Week 1: Kenneth Benoit Trinity College, Dublin
Week 2: Will Lowe Maastricht University
The course surveys and characterizes methods for systematically extracting information from text for social scientific purposes, and teches students how to apply these methods in practical research. It takes as a starting point more traditional methods of content analysis, but is aimed at the most recent advances in quantitative content analysis that treat words as data to be analyzed using statistical tools.
The course surveys several of these methods, including document classification and scaling, but also applies the statistical framework to more traditional non-automated coding schemes such as the Comparative Manifesto Project. The course covers fundamental issues such as inter-coder agreement, reliability, validation, accuracy, and precision.
Lessons consist of a mixture of theoretical grounding in content analysis approaches and techniques and analysis of real texts using content analytic and statistical software.
We expect to run the course for a 4th time at the ECPR Summer School in Methods and Techniques in Ljubljana in 2011.
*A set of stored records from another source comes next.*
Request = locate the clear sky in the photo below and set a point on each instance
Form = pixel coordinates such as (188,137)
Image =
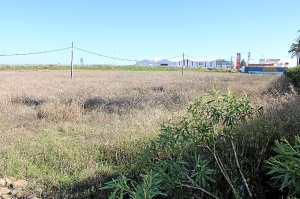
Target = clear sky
(146,29)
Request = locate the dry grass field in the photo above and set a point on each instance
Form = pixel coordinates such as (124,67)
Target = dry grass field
(54,130)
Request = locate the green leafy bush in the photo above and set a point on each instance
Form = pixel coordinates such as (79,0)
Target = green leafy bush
(285,166)
(188,156)
(294,74)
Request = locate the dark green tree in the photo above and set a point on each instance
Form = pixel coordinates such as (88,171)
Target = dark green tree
(243,62)
(295,50)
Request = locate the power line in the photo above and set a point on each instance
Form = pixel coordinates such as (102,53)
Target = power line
(34,53)
(123,59)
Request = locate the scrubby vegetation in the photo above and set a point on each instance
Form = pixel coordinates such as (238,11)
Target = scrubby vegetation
(157,134)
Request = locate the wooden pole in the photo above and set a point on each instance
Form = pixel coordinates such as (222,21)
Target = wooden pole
(182,63)
(231,65)
(72,61)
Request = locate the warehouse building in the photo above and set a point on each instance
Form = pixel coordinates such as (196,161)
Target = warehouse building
(192,63)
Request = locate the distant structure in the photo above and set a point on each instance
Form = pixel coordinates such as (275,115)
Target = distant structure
(191,63)
(270,62)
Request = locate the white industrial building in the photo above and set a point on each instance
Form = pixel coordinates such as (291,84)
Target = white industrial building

Some quotes from the 2009 course participants.
"Great instructors, great TA, great subject, great readings"
"The instructors and TA were dynamic and well-informed. They tried to tailor the course to meet the needs and research interests of participants. The course covered a lot of ground and really focused on giving us practical tools to use."
"The course shows the state of the art in quantitative text analysis. The readings give a good overview and the lectures give the necessary background."